COVID 19 With US for The Foreseeable Future

When Are People With Covid 19 Infectious?

Is COVID-19 going to be with us “for the foreseeable future”? Yes, it is going to be and the World Health Organisation has shared the fact that the world must accept that COVID-19 is with us for the foreseeable future”, even if it is possible to end the acute phase of the pandemic this year.

The WHO has come up with such a statement when the world reported 100 cases every three seconds and the loss of someone to Covid 19 every 12 seconds. Noting that it is still “dangerous to assume that Omicron will be the last variant, or that we are in the endgame of the pandemic, WHO Director General Dr Tedros Adhanom Ghebreyesus said “globally, the conditions are ideal for more variants to emerge.”  He said this exactly two years and a day since he declared the deadly virus a public health emergency of international concern.

EMERGENCY PHASE

WHO’s top European official Dr Hans Kluge said that although the SARS-COV-2 crisis was far from over, he was “hopeful” of seeing the end of the “emergency phase in 2022.

“While Omicron appears to cause much less severe disease than Delta, we are still seeing a rapid rise in hospitalizations, due to the sheer number of infections,” said Kluge. “This is in addition to a Delta burden that has not entirely passed, and also to the high number of incidental admissions. Fortunately, hospitalizations with Omicron result much less frequently in intensive care unit admission. As predicted, most people needing intensive care across the region are unvaccinated.”

FUTURE-PROOFING

In an appeal, Tedros said that top priorities of the governments should be to stop future health threats from taking hold and causing such massive disruption to “health systems, economies and societies the world over. To do this, all States should promote health and wellbeing, “preventing disease by addressing its root causes”, he said.

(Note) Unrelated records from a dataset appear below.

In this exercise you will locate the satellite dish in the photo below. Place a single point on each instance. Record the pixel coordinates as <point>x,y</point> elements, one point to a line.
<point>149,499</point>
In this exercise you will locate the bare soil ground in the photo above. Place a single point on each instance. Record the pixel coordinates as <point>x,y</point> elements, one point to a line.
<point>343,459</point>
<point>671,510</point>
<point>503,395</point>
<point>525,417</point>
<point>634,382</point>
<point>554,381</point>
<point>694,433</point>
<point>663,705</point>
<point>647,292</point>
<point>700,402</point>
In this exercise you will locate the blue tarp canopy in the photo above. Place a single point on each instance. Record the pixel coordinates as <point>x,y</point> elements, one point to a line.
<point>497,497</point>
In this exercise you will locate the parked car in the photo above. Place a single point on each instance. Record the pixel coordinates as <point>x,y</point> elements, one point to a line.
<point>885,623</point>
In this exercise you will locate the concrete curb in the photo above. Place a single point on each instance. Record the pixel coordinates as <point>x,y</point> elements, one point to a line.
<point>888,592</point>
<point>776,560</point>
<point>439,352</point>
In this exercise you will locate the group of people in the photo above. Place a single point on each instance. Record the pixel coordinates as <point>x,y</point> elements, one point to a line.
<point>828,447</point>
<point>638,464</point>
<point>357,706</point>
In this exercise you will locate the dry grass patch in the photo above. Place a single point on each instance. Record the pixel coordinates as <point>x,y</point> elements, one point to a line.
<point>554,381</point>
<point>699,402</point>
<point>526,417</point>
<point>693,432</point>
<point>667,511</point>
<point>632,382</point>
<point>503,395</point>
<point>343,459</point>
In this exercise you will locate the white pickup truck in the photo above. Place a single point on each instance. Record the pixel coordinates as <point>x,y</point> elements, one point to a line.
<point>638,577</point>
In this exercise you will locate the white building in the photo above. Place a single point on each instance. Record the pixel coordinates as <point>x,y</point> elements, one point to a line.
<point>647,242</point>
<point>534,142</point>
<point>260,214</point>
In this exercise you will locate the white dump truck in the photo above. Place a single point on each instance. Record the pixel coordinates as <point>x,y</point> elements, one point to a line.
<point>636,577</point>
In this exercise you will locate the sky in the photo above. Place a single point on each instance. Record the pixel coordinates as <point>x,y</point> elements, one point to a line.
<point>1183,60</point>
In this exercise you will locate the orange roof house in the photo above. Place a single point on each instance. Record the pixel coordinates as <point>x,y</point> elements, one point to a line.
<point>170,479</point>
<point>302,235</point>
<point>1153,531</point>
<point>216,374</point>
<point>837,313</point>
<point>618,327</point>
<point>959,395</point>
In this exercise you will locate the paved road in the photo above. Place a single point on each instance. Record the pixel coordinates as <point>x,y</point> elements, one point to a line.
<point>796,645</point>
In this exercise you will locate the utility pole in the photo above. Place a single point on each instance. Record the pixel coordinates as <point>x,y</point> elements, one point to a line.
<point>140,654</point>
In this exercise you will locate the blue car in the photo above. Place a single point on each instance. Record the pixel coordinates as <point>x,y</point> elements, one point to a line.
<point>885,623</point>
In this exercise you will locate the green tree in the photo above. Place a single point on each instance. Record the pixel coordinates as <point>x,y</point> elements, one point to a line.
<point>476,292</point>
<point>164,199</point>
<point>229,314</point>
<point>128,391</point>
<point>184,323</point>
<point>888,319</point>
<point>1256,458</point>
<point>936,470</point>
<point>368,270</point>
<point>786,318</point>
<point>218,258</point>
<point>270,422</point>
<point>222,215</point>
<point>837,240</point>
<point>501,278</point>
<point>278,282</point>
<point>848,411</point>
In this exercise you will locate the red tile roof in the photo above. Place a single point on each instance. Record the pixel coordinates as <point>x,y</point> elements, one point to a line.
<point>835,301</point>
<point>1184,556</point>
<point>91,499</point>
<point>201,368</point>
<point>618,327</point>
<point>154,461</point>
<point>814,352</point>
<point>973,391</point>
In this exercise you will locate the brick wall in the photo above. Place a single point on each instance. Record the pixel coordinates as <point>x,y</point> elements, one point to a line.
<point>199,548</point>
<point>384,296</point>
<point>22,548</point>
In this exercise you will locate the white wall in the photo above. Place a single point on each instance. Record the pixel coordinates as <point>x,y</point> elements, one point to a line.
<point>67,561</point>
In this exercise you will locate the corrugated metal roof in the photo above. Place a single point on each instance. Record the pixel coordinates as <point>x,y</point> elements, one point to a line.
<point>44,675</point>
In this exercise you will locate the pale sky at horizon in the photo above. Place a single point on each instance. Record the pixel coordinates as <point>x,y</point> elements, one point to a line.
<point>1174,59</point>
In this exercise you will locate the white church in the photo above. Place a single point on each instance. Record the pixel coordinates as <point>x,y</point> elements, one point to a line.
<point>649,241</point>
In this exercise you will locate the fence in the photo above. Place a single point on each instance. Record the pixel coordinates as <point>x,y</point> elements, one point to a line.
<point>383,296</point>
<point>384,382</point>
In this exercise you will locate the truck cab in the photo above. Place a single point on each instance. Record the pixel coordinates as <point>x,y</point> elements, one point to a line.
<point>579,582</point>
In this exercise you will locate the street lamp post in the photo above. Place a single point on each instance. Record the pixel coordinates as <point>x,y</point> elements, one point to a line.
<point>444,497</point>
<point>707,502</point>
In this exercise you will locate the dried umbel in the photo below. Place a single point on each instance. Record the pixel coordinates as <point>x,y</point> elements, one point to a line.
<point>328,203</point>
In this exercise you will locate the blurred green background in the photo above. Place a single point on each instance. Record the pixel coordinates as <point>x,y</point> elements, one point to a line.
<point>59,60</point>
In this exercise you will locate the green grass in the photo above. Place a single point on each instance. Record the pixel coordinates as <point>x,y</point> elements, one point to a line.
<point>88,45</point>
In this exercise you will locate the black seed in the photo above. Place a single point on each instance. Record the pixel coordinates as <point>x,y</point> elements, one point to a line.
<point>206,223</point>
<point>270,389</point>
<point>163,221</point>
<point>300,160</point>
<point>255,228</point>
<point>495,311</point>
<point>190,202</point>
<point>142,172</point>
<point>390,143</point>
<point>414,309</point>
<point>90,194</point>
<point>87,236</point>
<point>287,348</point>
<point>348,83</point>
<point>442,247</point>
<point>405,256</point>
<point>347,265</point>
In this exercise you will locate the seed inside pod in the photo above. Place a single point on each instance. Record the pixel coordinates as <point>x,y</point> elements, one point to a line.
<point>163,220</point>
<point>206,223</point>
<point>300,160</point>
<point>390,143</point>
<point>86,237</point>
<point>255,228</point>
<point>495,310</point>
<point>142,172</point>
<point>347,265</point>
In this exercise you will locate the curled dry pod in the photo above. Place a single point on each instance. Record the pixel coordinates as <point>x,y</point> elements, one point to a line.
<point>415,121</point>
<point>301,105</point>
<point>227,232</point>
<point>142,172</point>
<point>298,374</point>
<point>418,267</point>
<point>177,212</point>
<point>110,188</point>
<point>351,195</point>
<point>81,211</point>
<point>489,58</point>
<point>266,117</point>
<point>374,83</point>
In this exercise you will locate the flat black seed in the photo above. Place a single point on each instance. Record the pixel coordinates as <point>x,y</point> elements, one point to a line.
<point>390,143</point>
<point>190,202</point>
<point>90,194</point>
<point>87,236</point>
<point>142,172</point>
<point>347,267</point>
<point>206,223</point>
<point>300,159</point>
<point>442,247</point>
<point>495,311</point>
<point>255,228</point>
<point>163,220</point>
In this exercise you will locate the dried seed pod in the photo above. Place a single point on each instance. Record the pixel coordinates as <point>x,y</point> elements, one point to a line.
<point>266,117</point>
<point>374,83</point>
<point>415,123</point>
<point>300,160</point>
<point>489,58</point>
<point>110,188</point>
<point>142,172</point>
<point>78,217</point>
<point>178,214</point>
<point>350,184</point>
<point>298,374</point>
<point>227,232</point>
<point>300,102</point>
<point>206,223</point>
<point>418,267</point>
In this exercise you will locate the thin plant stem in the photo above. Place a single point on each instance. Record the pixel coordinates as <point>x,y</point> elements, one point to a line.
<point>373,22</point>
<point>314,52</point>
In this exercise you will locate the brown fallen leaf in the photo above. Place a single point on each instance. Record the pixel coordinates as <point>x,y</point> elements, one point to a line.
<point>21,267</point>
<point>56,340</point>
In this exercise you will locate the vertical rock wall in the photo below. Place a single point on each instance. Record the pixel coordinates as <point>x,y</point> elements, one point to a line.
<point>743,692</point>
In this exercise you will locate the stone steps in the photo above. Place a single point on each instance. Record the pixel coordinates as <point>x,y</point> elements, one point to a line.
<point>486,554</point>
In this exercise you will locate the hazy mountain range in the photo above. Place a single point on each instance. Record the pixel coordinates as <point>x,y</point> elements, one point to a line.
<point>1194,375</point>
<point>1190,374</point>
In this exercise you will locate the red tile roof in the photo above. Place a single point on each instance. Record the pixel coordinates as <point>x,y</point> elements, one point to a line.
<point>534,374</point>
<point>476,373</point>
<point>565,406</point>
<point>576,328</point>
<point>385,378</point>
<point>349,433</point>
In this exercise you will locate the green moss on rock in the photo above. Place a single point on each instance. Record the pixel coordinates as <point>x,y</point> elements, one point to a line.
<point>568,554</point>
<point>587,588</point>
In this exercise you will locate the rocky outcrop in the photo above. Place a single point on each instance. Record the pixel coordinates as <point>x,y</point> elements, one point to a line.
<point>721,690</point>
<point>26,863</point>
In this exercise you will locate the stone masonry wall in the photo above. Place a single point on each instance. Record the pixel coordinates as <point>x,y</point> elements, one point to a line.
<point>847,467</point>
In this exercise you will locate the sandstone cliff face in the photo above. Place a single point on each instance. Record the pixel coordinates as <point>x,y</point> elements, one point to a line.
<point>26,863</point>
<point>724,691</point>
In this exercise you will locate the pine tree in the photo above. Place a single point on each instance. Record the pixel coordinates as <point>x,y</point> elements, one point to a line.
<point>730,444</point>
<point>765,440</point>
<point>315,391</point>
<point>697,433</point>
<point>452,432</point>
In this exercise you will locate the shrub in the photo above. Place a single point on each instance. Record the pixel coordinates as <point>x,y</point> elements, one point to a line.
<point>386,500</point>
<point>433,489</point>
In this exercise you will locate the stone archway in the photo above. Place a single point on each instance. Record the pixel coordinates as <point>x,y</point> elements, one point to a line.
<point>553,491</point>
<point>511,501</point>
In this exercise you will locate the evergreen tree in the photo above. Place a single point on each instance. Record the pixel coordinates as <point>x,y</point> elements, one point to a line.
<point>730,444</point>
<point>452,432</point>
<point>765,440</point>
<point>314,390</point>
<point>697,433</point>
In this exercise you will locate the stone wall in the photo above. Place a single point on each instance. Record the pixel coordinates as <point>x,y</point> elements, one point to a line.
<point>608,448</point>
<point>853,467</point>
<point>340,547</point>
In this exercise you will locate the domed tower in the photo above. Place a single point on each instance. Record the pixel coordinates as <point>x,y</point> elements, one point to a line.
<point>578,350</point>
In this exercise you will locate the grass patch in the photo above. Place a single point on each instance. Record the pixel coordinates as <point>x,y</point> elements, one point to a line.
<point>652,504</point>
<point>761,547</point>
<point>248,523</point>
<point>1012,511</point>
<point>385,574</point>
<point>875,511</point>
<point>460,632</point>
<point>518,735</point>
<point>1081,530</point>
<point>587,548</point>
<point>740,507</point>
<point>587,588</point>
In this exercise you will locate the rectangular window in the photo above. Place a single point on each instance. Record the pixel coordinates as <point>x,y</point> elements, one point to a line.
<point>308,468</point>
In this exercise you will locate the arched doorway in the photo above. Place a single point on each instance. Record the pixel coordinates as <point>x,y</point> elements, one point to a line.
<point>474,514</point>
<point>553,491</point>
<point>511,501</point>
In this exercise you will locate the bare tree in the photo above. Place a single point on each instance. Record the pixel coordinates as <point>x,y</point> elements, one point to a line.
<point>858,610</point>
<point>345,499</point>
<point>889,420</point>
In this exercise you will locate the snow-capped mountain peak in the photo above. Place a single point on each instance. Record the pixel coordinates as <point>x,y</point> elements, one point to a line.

On tackling the coronavirus specifically, Tedros urged better management of acute respiratory diseases.

UNDER-REPORTED DEATHS

Two years into the pandemic, with almost 350 million cases reported and more than 5.5 million deaths – numbers known to be an “underestimate” , Tedros insisted that many other measures needed to be implemented to protect the most vulnerable. “Learning to live with COVID cannot mean that we give this virus a free ride,” he noted. “It cannot mean that we accept almost 50.000 deaths a week, from a preventable and treatable disease. It cannot mean that we accept an unacceptable burden on our health systems, when every day, exhausted health workers go once again to the front line.”

Repeating his call for all countries to vaccinate 70 per cent of their populations to help bring an end to the acute phase of the pandemic, the WHO Director General said that 86 States across all regions had been unable to reach last year’s target of vaccinating 40 per cent of their populations.

VACCINE HAVE-NOTS

More than 30 countries, mostly in Africa and the Eastern Mediterranean – have not vaccinated even 10 per cent of their populations and 85 per cent of people in Africa have yet to receive a single dose of vaccine. While vaccines remain a key part of the COVID-19 exit strategy, Tedros re-emphasised the importance of equitable access to diagnostics, oxygen and antivirals, too. Much better testing and sequencing of the virus was also needed, the WHO chief explained to track the virus closely, and monitor the emergence of new variants”. On a positive note, Tedros insisted that progress was being made to tackle long-running treatment disparities, thanks to the UN-partnered COVAX initiative, which had delivered its one billionth dose just a week ago, and which had also shipped more vaccines in the past 10 weeks than in the previous 10 months combined”.